Zu der Zuweisung von zehn Semestern: Zehn Semester sind eine Verpflichtung für die Hochschulen, damit die Veranstaltungen so angeboten werden, dass ein Studium in zehn Semestern möglich ist. Der einzelne Student kann das für sich ganz anders entscheiden. Da jetzt die KMK-Beschlüsse vorliegen, müssen nun die Veränderungen greifen, damit man zu einer Umgestaltung z. B. in Bezug auf die Prüfungsdichte kommt. Der Weg, in Niedersachsen eine Arbeitsgruppe einzurichten, in der die Landesrektorenkonferenz, die Studierenden, Experten und das Ministerium vertreten sind, ist richtig. Ich glaube auch, dass eine Berichterstattung mit Empfehlungen bis zum Herbst zu begrüßen ist, auch vom Zeitraum her. Jetzt im Schnellschuss wieder alles umzudrehen oder zu verändern, ist meiner Meinung nicht das, was wir wollen.

Als ehemalige Rektorin zucke ich etwas, wenn man ständig die Autonomie der Hochschulen als etwas ganz Tolles und Wichtiges lobt, aber ihnen dann, wenn es ein bisschen konkret wird, alles vorschreiben will. So kann es nicht funktionieren!

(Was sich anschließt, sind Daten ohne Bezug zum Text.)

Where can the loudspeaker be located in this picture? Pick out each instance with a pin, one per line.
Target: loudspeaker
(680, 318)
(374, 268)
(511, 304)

Wenn jetzt Empfehlungen herauskommen, dann sind sie an den einzelnen Hochschulen umzusetzen.

Nirgendwo steht, dass der Masterzugang mit einer Durchschnittsnote belegt werden muss. Aber, meine Damen und Herren, ein Masterzugang ist kein Menschenrecht, das ist nichts, was für jeden offen stehen muss, sondern da ist ganz klar: Leistungsanforderungen sind legitim!

(Beifall bei der CDU und bei der FDP)

Die Niedersachsen, die studieren, wollen natürlich einen Job haben, die wollen gut verdienen. Da stehen sie nicht nur in einem Wettbewerb mit anderen in Niedersachsen, sondern wir stehen mittlerweile in einem europäischen Wettbewerb. Deshalb muss man eines immer deutlich sagen - das habe ich auch protestierenden Studenten immer gesagt -: Wenn man gut sein will, dann muss man intensiv arbeiten. Darum kommt man nicht herum, auch nicht im Studium. Da gibt es keine Wohlfühlvarianten, sondern es ist mit harter Arbeit verbunden, wenn man Leistung zeigen will.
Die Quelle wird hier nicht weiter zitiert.